For content that requires scrolling, clicking tabs, or navigating pagination, there's the /interact endpoint. It opens a browser session on Firecrawl's servers and controls it based on your prompt. The browser runs remotely, not on your machine.
In this example, the prompt tells Gemini CLI to load the same G2 page, scroll through the reviews section, and pull out the first three user reviews with names, dates, and what they liked and disliked:


Gemini CLI web fetch vs. Firecrawl
The examples above show what Firecrawl does, but they don't explain why the built-in tool fails in the first place.
Gemini CLI's fetch tool works through two paths.
The primary one sends your URL to Google's backend, which checks its cache and fetches the page if needed. When that path fails (which it does often on protected or dynamic pages), the tool falls back to a local HTTP request with a 10-second timeout. Neither path runs JavaScript, so anything built with React, Vue, or similar frameworks comes back as an empty HTML shell with no error message.
The local fallback has its own issues on top of that.
It silently cuts off responses at 100,000 characters, giving the model partial content with no way to know anything is missing. It also runs everything through a text converter regardless of content type, which garbles JSON data from APIs.
| Feature | web_fetch | Firecrawl |
|---|---|---|
| Basic page fetch | Google's backend or local HTTP with 10s timeout | Full browser rendering, responses in ~3-4 seconds |
| JavaScript rendering | None. JS-heavy pages return empty HTML | Full browser engine. Renders SPAs, waits for slow JS |
| Structured data extraction | None.
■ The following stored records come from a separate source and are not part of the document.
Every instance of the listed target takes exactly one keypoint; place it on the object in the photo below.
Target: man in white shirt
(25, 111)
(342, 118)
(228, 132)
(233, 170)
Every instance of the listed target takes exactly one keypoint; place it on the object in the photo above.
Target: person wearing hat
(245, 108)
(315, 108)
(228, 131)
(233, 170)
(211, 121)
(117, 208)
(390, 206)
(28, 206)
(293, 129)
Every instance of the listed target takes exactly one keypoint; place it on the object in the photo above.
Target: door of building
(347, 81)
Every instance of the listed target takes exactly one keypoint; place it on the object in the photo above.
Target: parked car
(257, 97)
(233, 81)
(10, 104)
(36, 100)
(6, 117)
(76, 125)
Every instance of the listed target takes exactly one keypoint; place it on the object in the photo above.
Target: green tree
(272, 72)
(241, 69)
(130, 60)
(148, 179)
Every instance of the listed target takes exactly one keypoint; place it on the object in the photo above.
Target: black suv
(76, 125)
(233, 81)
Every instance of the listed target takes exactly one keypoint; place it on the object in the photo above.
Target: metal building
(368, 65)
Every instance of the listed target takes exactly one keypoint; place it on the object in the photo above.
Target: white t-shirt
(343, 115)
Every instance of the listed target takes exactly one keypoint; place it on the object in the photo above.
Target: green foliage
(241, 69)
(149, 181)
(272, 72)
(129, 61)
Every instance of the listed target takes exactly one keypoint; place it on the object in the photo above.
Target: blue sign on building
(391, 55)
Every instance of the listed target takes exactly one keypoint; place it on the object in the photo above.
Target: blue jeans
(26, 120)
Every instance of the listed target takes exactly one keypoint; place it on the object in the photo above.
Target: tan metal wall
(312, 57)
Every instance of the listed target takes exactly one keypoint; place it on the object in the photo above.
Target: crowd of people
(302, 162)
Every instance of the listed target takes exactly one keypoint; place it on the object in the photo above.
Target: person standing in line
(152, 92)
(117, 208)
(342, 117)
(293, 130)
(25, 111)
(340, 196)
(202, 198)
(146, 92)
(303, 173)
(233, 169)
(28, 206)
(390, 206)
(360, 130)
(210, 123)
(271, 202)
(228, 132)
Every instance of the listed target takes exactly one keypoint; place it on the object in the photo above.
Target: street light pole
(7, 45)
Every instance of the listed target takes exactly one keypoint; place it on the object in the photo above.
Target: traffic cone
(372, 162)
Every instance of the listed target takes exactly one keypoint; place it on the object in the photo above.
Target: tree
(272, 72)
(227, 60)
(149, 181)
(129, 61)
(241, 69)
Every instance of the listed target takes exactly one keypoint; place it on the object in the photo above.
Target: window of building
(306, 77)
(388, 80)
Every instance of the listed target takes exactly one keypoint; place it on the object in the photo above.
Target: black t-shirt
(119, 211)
JSON responses get corrupted | /agent with JSON schema or natural language prompt |
| Site crawling and mapping | Only fetches URLs you give it, max 20 | /crawl follows links up to 10K pages. /map discovers URLs for 1 credit |
| Screenshot capture | None | Full-page screenshots, URLs valid for 24 hours |
| Browser interaction | None | /interact controls a live browser with prompts or code |
| Batch operations | Up to 20 URLs per request | Parallel scraping with sync/async modes and webhook notifications |
The table comes down to one split: if the page is static, public, and unprotected, the built-in tool works. For everything else, you need something that runs a browser and handles protection layers. The same issue shows up in other coding agents too, as the Claude web fetch vs. Firecrawl comparison covers.
Prompt mode vs. code mode
The /interact endpoint from the examples above has two modes, and it's worth understanding the difference since they're priced differently.
Prompt mode accepts commands in plain English. You describe what you want and Firecrawl handles the clicks, scrolling, and typing. This costs 7 credits per minute and works well for one-off tasks.
from firecrawl import Firecrawl
app = Firecrawl(api_key="fc-YOUR-API-KEY")
result = app.scrape("https://www.amazon.com", formats=["markdown"])
scrape_id = result.metadata.scrape_id
app.interact(scrape_id, prompt="Search for iPhone 16 Pro Max")
response = app.interact(scrape_id, prompt="Click the first result and tell me the price")
print(response.output)
app.stop_interaction(scrape_id)Code mode gives you direct access to the Playwright API in Node.js, Python, or Bash. This costs 2 credits per minute and is better for repeatable workflows.
response = app.interact(
scrape_id,
code="""
await page.click('#load-more')
await page.wait_for_load_state('networkidle')
items = await page.query_selector_all('.item')
data = []
for item in items:
text = await item.text_content()
data.append(text.strip())
print(json.dumps(data))
""",
language="python",
)
print(response.stdout)Sessions stay open between calls, so you can chain multiple steps without re-navigating. Each session includes a live view URL for watching what the browser is doing in real time. They close after 10 minutes or 5 minutes of inactivity.
To be fair, the built-in fetch tool works fine for open, static pages. If you're grabbing content from a public docs page or a plain HTML site, it gets the job done with no API key and no extra setup.
Firecrawl is for the pages where that isn't enough. You can sign up here and start with the Agent Skills path in under a minute.
Collecting web data for RAG
So far, every example has been about one page at a time. This one collects 18 research papers and builds something you can query.
GLP-1 receptor agonists like semaglutide are being studied for Alzheimer's, addiction, and kidney disease on top of diabetes. New trial results show up on PubMed monthly. Most of them came out after Gemini's training cutoff, so if you ask about the latest Phase 3 data, the model either guesses or says it doesn't know.
The fix is straightforward: use Firecrawl to search PubMed Central, scrape the papers as markdown, and save them to a local directory. Gemini CLI can then read those files and answer questions from them.
Create a directory called knowledge-base/glp1-repurposing/. Use Firecrawl to search
for recent PubMed Central articles about GLP-1 receptor agonists being studied for
non-diabetes conditions. Find at least 10 article URLs.Gemini CLI activates the firecrawl-search skill and runs the query.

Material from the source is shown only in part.